Today’s choice is rarer than rare – and yet, doesn’t this name sound like it could be more common?
Thanks to Jasmin for suggesting Rialta as our Baby Name of the Day.
Just how rare is Rialta?
Rialta has never been given to more than five children born in a single year. There have been a handful of women named Rialta over the past century or so. She appears in North Carolina, Michigan, Wyoming, New Jersey, Missouri and beyond in US Census records.
But the first reference to Rialta wasn’t as a given name. It was an alias for a spy.
Or make that a co-conspirator in a plot to put Mary, Queen of Scots on the English throne, in place of Queen Elizabeth. It’s a fascinating chapter in history, packed with intrigue. I can’t tell just how engaged Lady Penelope Rich was in the plotting, but her brother was executed for treason when the plan fell apart, while her role was overlooked. The small group of organizers all used aliases in their correspondence.
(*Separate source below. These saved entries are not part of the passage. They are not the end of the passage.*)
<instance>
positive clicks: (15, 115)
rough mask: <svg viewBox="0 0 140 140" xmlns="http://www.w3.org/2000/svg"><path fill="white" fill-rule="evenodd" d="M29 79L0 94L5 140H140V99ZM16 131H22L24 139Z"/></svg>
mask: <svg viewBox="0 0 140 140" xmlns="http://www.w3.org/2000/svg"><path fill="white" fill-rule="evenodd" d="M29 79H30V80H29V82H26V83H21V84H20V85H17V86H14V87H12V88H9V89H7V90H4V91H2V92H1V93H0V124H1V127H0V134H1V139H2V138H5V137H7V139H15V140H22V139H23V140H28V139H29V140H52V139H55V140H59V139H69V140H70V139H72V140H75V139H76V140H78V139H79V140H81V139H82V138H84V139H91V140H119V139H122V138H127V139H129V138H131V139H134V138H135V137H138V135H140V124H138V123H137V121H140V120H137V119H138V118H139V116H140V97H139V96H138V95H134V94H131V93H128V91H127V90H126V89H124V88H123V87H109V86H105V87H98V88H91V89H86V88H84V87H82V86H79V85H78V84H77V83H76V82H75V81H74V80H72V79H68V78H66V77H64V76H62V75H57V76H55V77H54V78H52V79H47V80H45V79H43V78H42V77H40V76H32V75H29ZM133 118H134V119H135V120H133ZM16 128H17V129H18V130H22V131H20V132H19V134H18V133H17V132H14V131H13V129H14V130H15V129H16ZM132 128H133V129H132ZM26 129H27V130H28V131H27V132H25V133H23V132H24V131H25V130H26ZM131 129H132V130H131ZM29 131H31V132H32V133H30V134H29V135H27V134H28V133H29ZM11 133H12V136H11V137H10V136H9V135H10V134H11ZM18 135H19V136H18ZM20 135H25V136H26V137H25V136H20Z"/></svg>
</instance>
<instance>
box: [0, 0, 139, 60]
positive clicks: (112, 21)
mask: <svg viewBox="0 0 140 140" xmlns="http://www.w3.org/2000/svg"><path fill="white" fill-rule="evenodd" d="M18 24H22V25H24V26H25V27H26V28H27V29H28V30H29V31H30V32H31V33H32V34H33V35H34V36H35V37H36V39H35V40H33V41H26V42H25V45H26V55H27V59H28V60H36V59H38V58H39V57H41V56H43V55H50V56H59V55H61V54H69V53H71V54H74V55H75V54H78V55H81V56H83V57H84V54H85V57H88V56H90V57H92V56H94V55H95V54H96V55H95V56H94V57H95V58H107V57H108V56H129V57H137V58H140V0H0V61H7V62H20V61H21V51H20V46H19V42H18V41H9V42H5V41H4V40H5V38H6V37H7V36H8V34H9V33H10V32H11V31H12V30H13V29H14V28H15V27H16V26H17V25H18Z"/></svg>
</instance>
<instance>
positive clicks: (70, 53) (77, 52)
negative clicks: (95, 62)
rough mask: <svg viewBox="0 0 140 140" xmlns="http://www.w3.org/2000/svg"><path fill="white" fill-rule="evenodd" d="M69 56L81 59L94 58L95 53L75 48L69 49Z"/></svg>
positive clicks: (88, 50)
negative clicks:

Courtier Thomas Fowler was Fidelis, the Earl of Essex was Ernestus, and Lady Rich? She was Rialta.
Let’s take a closer look at Penelope. It is generally believed that she inspired Sir Philip Sidney to write the Astrophel and Stella poems. And despite being married with seven children, Penelope conducted a scandalous affair with the future Earl of Devonshire – and eventually married him, despite lacking church approval.
There’s no clue as to how she acquired her alias, but there’s a virtuous ring to all of the names. In some ways, that deepens the mystery, because neither of the possible origins for the name quite fit:
- The Italian word rivo seems to mean channel, or maybe brook. While fiume is the usual word for river, I’ve seen riva, too. Combine alto, deep, and Rialta is a deep brook. This puts her in the company of up-and-comers River and Rio.
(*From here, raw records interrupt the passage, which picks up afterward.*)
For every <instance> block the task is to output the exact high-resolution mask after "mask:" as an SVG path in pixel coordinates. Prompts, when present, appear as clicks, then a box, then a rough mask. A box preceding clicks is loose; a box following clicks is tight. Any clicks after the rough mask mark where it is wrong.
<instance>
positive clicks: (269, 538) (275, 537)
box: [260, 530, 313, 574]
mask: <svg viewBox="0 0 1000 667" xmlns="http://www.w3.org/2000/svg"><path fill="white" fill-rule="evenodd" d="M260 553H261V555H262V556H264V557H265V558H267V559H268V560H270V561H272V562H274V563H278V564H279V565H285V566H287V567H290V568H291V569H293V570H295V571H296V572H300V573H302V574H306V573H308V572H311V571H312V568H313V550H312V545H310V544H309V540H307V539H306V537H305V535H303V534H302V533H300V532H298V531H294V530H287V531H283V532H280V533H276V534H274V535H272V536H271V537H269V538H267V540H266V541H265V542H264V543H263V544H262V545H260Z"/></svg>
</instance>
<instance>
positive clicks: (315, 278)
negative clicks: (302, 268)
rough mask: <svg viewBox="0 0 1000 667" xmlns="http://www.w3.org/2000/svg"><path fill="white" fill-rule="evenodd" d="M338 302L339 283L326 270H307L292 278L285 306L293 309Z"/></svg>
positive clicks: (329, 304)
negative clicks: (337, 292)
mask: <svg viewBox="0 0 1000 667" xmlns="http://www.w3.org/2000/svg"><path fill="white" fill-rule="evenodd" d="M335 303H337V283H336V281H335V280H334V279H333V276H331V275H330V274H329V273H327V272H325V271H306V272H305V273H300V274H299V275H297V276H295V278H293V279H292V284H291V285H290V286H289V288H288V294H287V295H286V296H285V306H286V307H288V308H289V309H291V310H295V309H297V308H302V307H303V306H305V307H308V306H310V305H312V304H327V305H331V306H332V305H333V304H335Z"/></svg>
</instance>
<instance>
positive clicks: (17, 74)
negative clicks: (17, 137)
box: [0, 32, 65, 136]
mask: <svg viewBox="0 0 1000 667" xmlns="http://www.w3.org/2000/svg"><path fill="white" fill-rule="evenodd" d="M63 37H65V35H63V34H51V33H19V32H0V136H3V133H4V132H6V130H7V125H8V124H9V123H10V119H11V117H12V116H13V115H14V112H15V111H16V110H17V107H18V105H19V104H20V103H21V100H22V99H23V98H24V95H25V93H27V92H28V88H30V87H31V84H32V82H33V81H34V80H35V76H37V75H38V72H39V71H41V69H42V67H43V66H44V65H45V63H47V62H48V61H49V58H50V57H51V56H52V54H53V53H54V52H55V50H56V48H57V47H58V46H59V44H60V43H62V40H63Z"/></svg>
- But alta can also mean high, as in Venice’s Rivoaltus, the part of the city where the market has been located since 1097. The Rialto Bridge spans the Grand Canal – that’s the bridge in the picture above. The Merchant of Venice references the market by name.
So Rialta is undeniably a place name, one rich with the mystery and charm of Venice, and possibly a nature name, plus the association with rise makes her just the tiniest bit of a virtuous choice, too.
Places in the US have borrowed the name – a city in California, for one. And once upon a time, New York City’s original theater district was known as the Rialto, concentrated around Union Square.
Thanks to the theatrical association, plenty of theaters have been called The Rialto.
None of this makes Rialta a super-likely candidate for use as a personal name – but names have been borrowed from less likely sources. Plenty of girls’ names share similar sounds: Rhea, Rihanna, Regina, Reina, Rita.
All together, there’s something imprecise about Rialta’s story, but the connection the Venetian place alone could be enough to make a compelling case for considering this lovely rarity.
What do you think of Rialta? Is this one wearable in 2014?